Tzaneen. 14 September
19 May 2017 Read: 676
Mona Runkel (67) moved to Haenertsburg nine years ago. She ran the Stanford Lake College tuck shop together with her older sister. Now they live in the village Garden Cottages and are house sitters to homes in the area preferably with pets.
Mona, born in Langlaagte, Johannesburg, was involved in laboratory work and began her career at the blood transfusion division of SANBS in Johannesburg at the age of 25. She then moved to the cytology section of the SAIMR (South African Institute for Medical Research) in Hillbrow which involved preparing cells for analysis. This led to a position in cytology at the Chris Hani Baragwanath hospital near Soweto.
The 16th June 1976 seemed like any normal work day to Mona. She recalls, “At about 11:00 we heard a noise that sounded like waves breaking at the sea. We went to look at casualty and they told us students are storming the hospital. Security told us to return to the labs. By 13:00 the noise was intolerable. I snuck back to casualty and saw shot children being wheeled in. It was so traumatic and upsetting. We were given a police escort out of there. We drove alongside Soweto. There were thousands of students on either side of the road with pyramids of rocks, shouting and screaming. My colleagues who had school-going siblings were even more traumatized. If these siblings didn’t want to take part in the riots, they were forced to do so. We couldn’t return to work for three days. When we did, we had to go around the back which was an army camp called Diepkloof, a suburb of Soweto.”
Twenty three people died on that first day in Soweto. It heralded major changes in the landscape of South Africa, and 16 June is now a national holiday called Youth Day. Among the dead was Hector Peterson (13) immortalised in Sam Nzima’s iconic photograph. It’s become a symbol of the Soweto uprising and stands as a memorial now on the famous Vilakazi Street in Soweto.
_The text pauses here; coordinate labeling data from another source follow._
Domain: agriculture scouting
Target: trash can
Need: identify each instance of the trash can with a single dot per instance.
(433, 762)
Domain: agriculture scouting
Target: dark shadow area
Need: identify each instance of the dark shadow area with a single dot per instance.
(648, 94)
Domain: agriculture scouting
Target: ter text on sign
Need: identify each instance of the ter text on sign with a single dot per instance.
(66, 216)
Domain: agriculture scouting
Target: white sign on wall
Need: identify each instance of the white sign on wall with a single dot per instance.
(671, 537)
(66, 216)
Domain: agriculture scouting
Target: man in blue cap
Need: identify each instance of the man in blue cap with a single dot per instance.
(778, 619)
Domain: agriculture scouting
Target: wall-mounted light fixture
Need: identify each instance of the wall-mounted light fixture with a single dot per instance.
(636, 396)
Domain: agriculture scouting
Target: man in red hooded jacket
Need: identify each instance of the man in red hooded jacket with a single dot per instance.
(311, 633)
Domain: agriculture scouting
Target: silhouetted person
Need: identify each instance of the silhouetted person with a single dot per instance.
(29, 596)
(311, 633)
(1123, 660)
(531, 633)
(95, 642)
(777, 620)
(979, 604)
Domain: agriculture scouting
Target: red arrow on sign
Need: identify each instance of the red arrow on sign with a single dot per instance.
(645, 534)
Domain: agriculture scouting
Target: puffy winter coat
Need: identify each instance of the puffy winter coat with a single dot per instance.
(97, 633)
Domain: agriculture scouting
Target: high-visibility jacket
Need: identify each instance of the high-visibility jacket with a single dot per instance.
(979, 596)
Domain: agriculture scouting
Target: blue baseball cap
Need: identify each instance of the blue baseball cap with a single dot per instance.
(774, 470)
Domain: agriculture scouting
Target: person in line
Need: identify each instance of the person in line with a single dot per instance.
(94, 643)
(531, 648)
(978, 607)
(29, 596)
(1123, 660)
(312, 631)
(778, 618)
Mona’s biggest achievement came in 1984 when a pathologist offered her a post in histopathology, the study of tissue, in Durban. With it came much more responsibility and a bigger staff complement. What began in a servant’s quarter has progressed to one of the most competitive and successful laboratories in Durban. The most rewarding part of this job was going to theatre with the pathologists. Sometimes she worked in theatre for a straight 11 hours.
Mona says, “The pathologist analyses the tissue immediately and it has to be done super fast as they can’t keep the patient under anaesthetic for too long. I’d prepare the slides for a decision to be made, for example, whether a patient should undergo a mastectomy or lumpectomy. I’ve also been involved in brain biopsies. The most valuable learning curve for me was being taught how the body works.”